On a brighter note for local conservationists, the township has actually purchased one property, the 12-acre Wigmore tract at the intersection of Bridgeboro and Westfield Roads.
The purchase of the Benner farm (for more than $7 million) will not only head off development, but add an important stretch of Swede's Run to the greenbelt the township is trying to preserve along that creek.
Part of the Rancocas watershed, Swede's Run begins in Moorestown and goes through Delran on its way to the Delaware, biseting the Benner tract.
Several other open space deals are in the works.
The township has a verbal agreement to purchase four acres on Locust Street, formerly the site of a farmers' cold storage facility.
And the township is discussing the purchase of two properties on Garwood Road: 25 acres known as the DiPaolo property and 34 acres adjacent to Swede's Run known as the Traganza property.
All told, the Open Space Advisory Committee has identified 525 acres it would like the township to acquire (a figure that does not include the Benner farm, as its owner, Ruben Benner, did not accede at that time to being part of the list).
Success in acquiring that much acreage would more than double the 406 acres of open space the township now owns, most of it in parks and recreation facilities.
The townships two-cent open space tax generates about $350,000 a year for preservation.

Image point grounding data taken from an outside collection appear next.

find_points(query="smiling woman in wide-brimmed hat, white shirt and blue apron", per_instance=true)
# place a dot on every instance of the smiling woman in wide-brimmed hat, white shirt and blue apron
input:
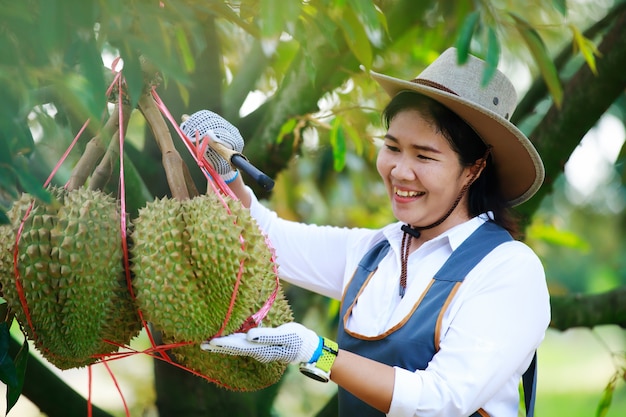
(442, 311)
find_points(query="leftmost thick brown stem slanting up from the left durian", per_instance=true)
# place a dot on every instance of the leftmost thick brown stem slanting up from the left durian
(93, 152)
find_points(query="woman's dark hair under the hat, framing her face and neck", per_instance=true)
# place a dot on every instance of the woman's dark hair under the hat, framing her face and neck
(484, 194)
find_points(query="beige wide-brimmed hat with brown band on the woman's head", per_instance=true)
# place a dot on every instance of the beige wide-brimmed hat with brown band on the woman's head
(487, 110)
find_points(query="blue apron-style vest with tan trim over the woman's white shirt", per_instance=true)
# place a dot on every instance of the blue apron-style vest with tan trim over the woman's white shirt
(420, 333)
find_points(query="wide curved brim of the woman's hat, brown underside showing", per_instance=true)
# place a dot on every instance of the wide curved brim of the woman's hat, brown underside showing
(518, 165)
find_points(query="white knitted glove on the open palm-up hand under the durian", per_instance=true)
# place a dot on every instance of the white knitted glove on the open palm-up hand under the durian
(290, 342)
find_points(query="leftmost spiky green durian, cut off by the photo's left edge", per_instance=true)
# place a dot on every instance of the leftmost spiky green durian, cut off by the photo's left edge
(70, 266)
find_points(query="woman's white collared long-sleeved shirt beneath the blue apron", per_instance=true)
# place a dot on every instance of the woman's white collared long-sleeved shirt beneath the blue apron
(490, 330)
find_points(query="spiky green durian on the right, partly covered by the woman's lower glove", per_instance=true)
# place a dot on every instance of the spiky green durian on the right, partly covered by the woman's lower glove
(186, 259)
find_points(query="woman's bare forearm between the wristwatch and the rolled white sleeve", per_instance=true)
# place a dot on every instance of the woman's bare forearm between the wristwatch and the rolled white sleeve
(368, 380)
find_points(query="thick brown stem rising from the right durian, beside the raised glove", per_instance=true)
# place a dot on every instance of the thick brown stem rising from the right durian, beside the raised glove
(176, 171)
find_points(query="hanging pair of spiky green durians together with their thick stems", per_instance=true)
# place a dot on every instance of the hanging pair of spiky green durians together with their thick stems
(198, 267)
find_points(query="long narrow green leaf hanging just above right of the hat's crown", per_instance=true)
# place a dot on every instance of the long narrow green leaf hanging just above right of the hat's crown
(538, 49)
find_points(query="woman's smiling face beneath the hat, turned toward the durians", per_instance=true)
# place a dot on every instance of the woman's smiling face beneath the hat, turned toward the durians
(422, 173)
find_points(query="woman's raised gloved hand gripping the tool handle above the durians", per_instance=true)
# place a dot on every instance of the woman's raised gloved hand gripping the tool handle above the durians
(205, 121)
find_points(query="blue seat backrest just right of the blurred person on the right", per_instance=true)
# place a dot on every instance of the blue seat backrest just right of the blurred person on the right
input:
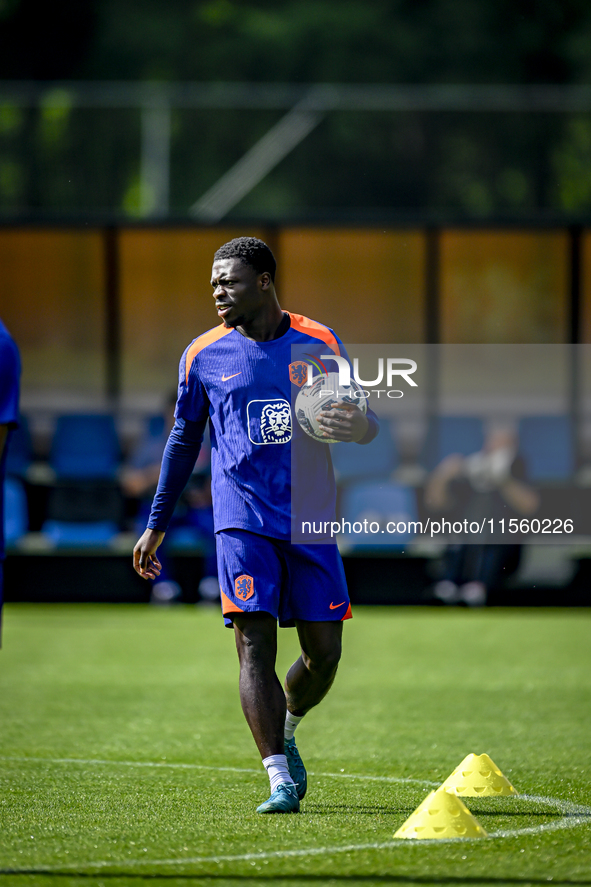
(547, 446)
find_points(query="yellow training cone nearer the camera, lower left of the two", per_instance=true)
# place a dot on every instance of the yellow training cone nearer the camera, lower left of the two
(441, 815)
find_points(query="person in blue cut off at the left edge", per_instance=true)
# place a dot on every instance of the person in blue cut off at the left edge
(10, 370)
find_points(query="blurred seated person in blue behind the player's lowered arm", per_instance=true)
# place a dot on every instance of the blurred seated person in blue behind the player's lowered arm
(193, 515)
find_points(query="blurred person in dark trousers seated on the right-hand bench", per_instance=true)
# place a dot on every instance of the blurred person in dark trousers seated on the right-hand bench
(490, 484)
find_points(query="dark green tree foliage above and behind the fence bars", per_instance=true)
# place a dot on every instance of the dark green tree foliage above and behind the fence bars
(354, 163)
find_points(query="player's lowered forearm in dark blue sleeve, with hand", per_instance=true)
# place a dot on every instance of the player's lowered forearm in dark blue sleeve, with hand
(178, 461)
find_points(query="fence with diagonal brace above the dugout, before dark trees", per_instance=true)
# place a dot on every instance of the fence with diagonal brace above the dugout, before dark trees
(283, 152)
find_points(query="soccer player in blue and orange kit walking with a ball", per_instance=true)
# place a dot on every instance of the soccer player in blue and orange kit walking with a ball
(242, 377)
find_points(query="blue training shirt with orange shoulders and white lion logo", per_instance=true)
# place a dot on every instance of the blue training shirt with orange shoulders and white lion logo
(247, 389)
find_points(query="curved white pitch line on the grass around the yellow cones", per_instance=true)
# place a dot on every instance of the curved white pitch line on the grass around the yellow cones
(573, 816)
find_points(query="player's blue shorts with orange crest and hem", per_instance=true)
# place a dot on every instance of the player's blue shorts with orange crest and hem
(291, 582)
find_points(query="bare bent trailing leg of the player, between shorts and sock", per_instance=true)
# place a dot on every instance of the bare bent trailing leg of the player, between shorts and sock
(312, 675)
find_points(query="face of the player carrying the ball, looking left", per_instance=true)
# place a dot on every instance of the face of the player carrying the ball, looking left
(238, 290)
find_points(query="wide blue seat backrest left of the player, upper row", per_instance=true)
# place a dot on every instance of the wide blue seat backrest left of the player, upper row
(85, 446)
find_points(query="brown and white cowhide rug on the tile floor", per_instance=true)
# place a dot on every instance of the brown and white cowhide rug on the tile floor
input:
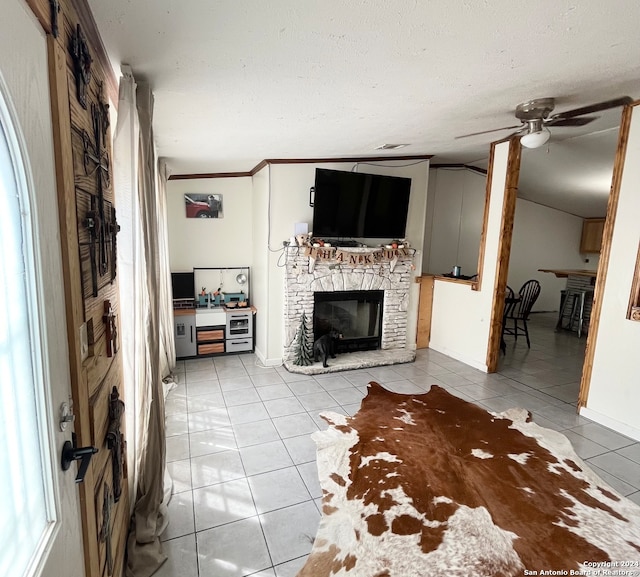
(431, 485)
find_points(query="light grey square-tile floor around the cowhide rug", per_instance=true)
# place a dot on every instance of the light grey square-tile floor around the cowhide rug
(246, 495)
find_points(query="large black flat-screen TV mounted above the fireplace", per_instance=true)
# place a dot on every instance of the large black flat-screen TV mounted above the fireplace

The $700,000 collected so far has been supplemented by two grants from the county's open space program -- 1.2 million last and $300,000 so far this year -- and a $700,000 state grant last year.
Of Moorestown's total area -- 9,555 acres -- a study done for the township as part of developing a new master plan concludes that a little over 10 percent of the total is open space of some kind.
The 996 total acres of open space is arrived at by adding 590 acres of "quasi-public" open space -- school property, golf courses and deed-restricted land -- to the 405 acres of municipally-owned land.
Estimates of future growth in Moorestown range from 2,000 to 3,000 more residents, living in anywhere from 700 to 1,000 new housing units.
Some officials predict the additional growth will take place over a period of 20 years.
Others feel that, barring a radical downturn in the economy, the growth will proceed much more quickly.
The township is in the process of revising its master plan, which, when completed by the end of the year, will include more definitive projections of additional growth.